Small data, big deal or big data, small deal? Zooming into the practices of digitalised policing

Parallel Session 2:
Wednesday 7 June, 14:00 - 15:30 

Grupperom 7, Georg Sverdrups hus

Anda Adamsone-Fiskovica, Baltic Studies Centre: (In)visibility in digital policing: mutable identities in the application of surveillance tools in road traffic control 

Jenny Maria Lundgaard, The Norwegian Police University College: The digitalised police gaze 

Katarina Winter, Stockholm University: Longing and Lacking: Future, past and present expectations on and in municipal crime prevention technology 

Helene Gundhus & Pernille Skjevrak, University of Oslo: Anticipating crime: dataification, standardization and visibility

Björn Karlsson IT University of Copenhagen: Digitalizing Police Science: The Case of the Danish POL-INTEL 

Emils Kilis, Baltic Studies Center: What is the problem with predictive policing? 

Abstracts

(In)visibility in digital policing: mutable identities in the application of surveillance tools in road traffic control 

Anda Adamsone-Fiskovica, Baltic Studies Centre

The application of digital tools in policing is becoming increasingly widespread, with the domain of road traffic control likewise witnessing an influx of surveillance technologies of both predictive and punitive nature (Bates, Allen, Watson, 2016; Eger, Fortner, Slade, 2017; Gräler et al. 2020; Shaab, 2017; Sieveneck, Suttern, 2021). Building on the idea of visibility as a category with an ambivalent nature and societal effects (Brighenti 2007), we approach the topic of digital surveillance in road traffic through the lens of varying conceptions of visibility and invisibility. Based on the empirical data from a case study of digital traffic control in Latvia, with a focus on the use of speed cameras and mobile applications, we identify and explore four groups of research objects that can be analysed in terms of (in)visibility: (1) surveillance tools, (2) surveillance subjects, (3) surveillance objects, and (4) surveillance data. We argue that while there might seem to be a clear distinction between being visible or invisible in digital policing, there are many in-between states, with the status of and boundary between visibility and invisibility (socially and/or cognitively) of the same object being blurred and changing under different conditions. We discuss the implications of these mutable identities of road traffic surveillance objects and subjects for shaping power relations between watchers and watched in IT-enabled monitoring (Zorina, Belanger, Clegg, 2021) that demonstrate qualities of both disempowerment and empowerment of road traffic participants. 

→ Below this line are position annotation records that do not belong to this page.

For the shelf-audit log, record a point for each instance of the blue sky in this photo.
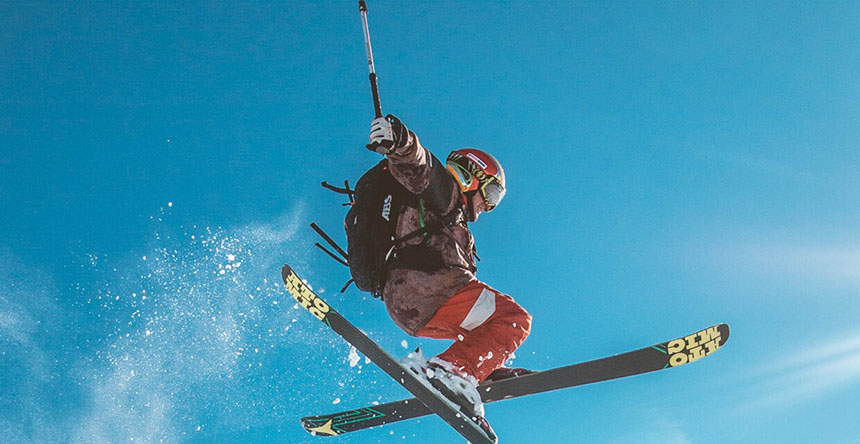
(670, 165)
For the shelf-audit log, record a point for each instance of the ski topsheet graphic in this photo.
(656, 357)
(426, 396)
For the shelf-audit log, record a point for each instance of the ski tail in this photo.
(664, 355)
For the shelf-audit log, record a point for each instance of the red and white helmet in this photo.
(476, 170)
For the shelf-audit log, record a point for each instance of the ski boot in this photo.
(460, 390)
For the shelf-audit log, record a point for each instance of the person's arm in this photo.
(414, 166)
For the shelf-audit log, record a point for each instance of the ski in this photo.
(424, 395)
(661, 356)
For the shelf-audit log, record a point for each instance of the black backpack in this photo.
(370, 224)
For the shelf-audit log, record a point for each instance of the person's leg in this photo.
(486, 326)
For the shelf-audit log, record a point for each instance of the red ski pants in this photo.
(486, 326)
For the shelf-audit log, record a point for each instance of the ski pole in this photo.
(362, 8)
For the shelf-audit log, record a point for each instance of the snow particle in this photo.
(353, 357)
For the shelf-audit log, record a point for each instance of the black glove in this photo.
(387, 134)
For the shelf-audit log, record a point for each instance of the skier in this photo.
(431, 289)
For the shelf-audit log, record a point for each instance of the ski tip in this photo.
(319, 426)
(285, 271)
(724, 333)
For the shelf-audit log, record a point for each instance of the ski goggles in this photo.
(492, 191)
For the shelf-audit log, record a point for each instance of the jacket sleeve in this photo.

The digitalised police gaze 

Jenny Maria Lundgaard, The Norwegian Police University College 

This paper will scrutinise what happens to the police gaze when the police use drones for observation, exploring how digital tools influence decision-making in practice.  

In operative policing, the police gaze plays a crucial part. By observing and interpreting their surroundings, officers sort and assess when to intervene and take action, and this gaze can be simultaneously effective and problematic (Finstad, 2000). Within police practices, having “eyes on site”, provides authoritative information and the visual perceptions of events and sites is deemed the highest form of knowledge about ongoing incidents (Lundgaard, 2021). 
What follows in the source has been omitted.